重点市場に半導体、航空宇宙、自動車、エレクトロニクス、データセンターなどを選択。いずれも世界的な中長期成長が確実視されるうえ熱マネジメント、微粒子分散プロセス、接着剤、高機能複合材、精密なコーティングとウェブ加工、不織布など3Mの材料技術が競争力を左右する領域だ。
総研究開発費を大幅に増やすことなく、成長市場や迅速な事業化の機会により多くのリソースを投入することで、研究開発投資の効率と効果を高めることに注力している。プロセス改革とリソース再配置により、限られた投資で成果を最大化する。
R&Dファクトリーは、企画から材料設計、スケールアップ、市場投入までの一連の流れを可視化し、滞留箇所や意思決定の遅れを特定して改善につなげる新しい運営モデルだ。AI活用も拡大し、市場インテリジェンスや特許調査などの業務が大幅に短縮され、研究者が付加価値の高い業務に集中できる環境を整えた。

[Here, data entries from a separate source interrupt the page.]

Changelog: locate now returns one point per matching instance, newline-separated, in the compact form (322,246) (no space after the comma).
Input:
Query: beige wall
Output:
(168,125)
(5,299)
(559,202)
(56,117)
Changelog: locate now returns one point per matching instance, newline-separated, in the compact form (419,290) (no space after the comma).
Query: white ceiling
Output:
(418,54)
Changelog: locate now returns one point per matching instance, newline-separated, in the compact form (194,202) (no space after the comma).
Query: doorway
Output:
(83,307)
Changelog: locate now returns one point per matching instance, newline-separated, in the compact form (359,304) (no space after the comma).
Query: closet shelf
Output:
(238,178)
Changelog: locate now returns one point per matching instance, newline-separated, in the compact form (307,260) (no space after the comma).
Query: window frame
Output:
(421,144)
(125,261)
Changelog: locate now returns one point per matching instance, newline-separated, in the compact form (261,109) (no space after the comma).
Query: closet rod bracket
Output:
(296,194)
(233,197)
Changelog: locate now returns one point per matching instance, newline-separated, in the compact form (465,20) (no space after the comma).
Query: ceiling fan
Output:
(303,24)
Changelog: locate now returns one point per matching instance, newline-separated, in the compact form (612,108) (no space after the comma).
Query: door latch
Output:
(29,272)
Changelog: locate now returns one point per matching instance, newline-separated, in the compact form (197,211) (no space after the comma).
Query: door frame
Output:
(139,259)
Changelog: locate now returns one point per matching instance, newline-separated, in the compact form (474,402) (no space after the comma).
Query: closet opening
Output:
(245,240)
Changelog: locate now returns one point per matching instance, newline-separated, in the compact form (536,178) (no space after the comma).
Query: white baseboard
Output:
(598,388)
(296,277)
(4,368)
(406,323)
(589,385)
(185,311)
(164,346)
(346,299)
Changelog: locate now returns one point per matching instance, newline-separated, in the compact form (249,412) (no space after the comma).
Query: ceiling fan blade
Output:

3Mが長年強みとしてきた研究文化は不変。49の基盤技術を全社で共有する「テクノロジープラットフォーム」、技術者ネットワーク「テックフォーラム」、勤務時間の15%を自主研究に充てる「15%カルチャー」など独自の制度は維持する。「自由と協業の文化は、3Mのイノベーションの基盤であり続ける」(ジョン・バノベッツCTO)。
「日本はアジア全体を支える重要なR&Dハブであり、顧客に近い場所で迅速に開発を進められる」(同)と日本の重要性は高まっている。自動車、半導体、電子・ロボティクスなど日本発の技術の強みを取り込み、グローバルでの成長につなげる。